Between 1994 and 2008, 38 consecutive patients with periacetabular tumors were treated by resection and reconstruction with a custom-made pelvic megaprosthesis. The overall survival of the patients was 58% at 5 years and 30% at 10 years. One or more operative revisions were performed in 52.6% of the patients. The rate of local recurrence was 15.8%. Deep infection (21%) was the most common reason for revision. In two of these cases (5.3%), a secondary external hemipelvectomy had to be performed. There were four cases of aseptic loosening (10.5%) in which the prosthesis had to be revised. Six patients had recurrent hip dislocation (15.8%). In four of them a modification of the inserted inlay and an implantation of a trevira tube had to be performed respectively. Peroneal palsy occurred in 6 patients (15.8%) with recovery in only two. There were 4 operative interventions because of postoperative bleeding (10.5%). The mean MSTS score for 12 of the 18 living patients was 43.7%. In particular, gait was classified as poor and almost all patients were reliant on walking aids. However, most patients showed good emotional acceptance.
通过切除部分或全部无名骨并保留肢体来治疗骨盆带肿瘤。使用定制的大型假体进行植入和稳定固定,以恢复无痛关节功能和负重能力。手术目标是获得广泛的手术切缘并实现局部肿瘤控制。
原发性骨和软组织肉瘤、良性或半恶性侵袭性病变、转移性疾病(抗辐射和/或预后良好)。
预期寿命有限和身体状况差、广泛转移性疾病、持续性深部感染或顽固性骨髓炎、治疗依从性差、先前保肢切除术后局部复发、神经血管结构以及盆腔内外软组织广泛浸润。

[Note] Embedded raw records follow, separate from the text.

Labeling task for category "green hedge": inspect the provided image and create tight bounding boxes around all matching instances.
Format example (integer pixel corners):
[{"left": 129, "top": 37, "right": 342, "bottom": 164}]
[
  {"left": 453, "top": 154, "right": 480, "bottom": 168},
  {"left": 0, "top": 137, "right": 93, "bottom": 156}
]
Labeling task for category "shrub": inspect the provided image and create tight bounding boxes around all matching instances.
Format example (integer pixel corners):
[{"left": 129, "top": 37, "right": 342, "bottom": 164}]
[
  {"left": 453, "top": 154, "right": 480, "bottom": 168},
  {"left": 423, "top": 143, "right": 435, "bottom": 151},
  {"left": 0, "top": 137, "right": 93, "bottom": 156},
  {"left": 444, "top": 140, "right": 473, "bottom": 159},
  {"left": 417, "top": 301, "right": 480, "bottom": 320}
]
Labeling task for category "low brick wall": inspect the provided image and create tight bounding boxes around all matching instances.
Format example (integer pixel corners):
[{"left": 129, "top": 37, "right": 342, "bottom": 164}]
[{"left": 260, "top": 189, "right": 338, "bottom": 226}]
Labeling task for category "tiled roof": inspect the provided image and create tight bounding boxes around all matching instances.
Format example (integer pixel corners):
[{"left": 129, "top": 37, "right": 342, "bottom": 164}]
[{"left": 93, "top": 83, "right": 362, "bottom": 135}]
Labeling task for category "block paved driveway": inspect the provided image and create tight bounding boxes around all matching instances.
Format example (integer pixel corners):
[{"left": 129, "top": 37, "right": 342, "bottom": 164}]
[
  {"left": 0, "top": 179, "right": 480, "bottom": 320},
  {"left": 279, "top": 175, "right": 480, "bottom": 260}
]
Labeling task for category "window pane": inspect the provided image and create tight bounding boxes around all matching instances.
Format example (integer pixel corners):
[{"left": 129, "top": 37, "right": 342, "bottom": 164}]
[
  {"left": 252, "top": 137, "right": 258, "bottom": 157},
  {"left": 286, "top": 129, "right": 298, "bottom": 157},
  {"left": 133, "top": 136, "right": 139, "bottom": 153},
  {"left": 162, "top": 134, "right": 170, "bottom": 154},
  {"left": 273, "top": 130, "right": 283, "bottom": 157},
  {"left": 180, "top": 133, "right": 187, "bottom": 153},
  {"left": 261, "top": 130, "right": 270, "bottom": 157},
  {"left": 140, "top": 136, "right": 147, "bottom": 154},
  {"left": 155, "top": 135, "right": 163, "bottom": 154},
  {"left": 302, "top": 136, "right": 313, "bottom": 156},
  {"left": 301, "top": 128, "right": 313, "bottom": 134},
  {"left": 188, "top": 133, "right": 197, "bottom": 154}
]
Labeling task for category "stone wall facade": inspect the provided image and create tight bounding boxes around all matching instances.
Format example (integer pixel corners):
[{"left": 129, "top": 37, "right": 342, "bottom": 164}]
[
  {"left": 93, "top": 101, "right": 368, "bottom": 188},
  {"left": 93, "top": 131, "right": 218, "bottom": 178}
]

术前通过CT控制制作的骨盆1:1三维模型确定截骨水平。利用这些数据,制造商随后制作定制的假体和截骨模板。采用实用切口手术入路暴露骨盆的前侧(内侧、腹膜后)和后侧(盆腔外、臀后)。当髂外血管和股血管穿过耻骨上支时将其游离。内收肌、股直肌和缝匠肌从其在骨盆的附着处松解,切断闭孔血管和神经。如果肿瘤延伸至髋关节,则在转子间线远侧水平截断股骨,以确保髋关节完整性并防止肿瘤污染。带臀大肌的大肌皮瓣向后牵拉。骨盆转子肌和小臀肌在其于股骨上缘的附着处附近切断。为了松解腘绳肌和骶结节韧带的附着,暴露坐骨结节。使用预制模板进行截骨后,将骨盆松解并整块切除标本。定制的假体可固定于剩余的髂骨或骶骨外侧块。松解的肌肉重新固定于剩余的骨或植入物上。
活动时间和负重程度取决于肌肉切除范围。通常,术侧肢体部分负重10千克,持续6至12周,然后每周增加10千克负重。直至完全负重前进行血栓预防。进行物理治疗和步态训练。随访时,通过病史、体格检查和影像学检查监测患者的局部复发和转移情况。

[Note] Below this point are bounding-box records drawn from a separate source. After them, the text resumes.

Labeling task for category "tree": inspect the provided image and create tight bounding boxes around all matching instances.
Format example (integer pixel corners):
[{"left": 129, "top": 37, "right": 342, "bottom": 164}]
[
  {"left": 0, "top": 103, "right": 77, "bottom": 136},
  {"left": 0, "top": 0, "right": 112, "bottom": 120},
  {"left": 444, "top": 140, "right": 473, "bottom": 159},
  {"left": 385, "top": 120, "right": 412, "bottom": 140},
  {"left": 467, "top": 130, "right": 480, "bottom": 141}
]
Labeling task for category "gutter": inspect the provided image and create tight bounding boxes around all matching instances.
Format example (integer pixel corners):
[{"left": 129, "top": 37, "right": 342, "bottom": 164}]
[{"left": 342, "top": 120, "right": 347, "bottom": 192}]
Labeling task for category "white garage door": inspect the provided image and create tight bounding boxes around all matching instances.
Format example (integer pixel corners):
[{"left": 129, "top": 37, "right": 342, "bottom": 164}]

1994年至2008年期间,38例连续的髋臼周围肿瘤患者接受了定制骨盆大型假体切除重建手术。患者的5年总生存率为58%,10年总生存率为30%。52.6%的患者进行了一次或多次手术翻修。局部复发率为15.8%。深部感染(21%)是最常见的翻修原因。其中2例(5.3%)不得不进行二期外侧半骨盆切除术。有4例无菌性松动(10.5%),不得不对假体进行翻修。6例患者出现复发性髋关节脱位(15.8%)。其中4例分别不得不对插入的嵌体进行改良和植入特卫强管。6例患者(15.8%)发生腓总神经麻痹,仅2例恢复。因术后出血进行了4次手术干预(10.5%)。18例存活患者中12例的平均肌肉骨骼肿瘤学会(MSTS)评分为43.7%。特别是,步态被评为较差,几乎所有患者都依赖助行器。然而,大多数患者情绪接受度良好。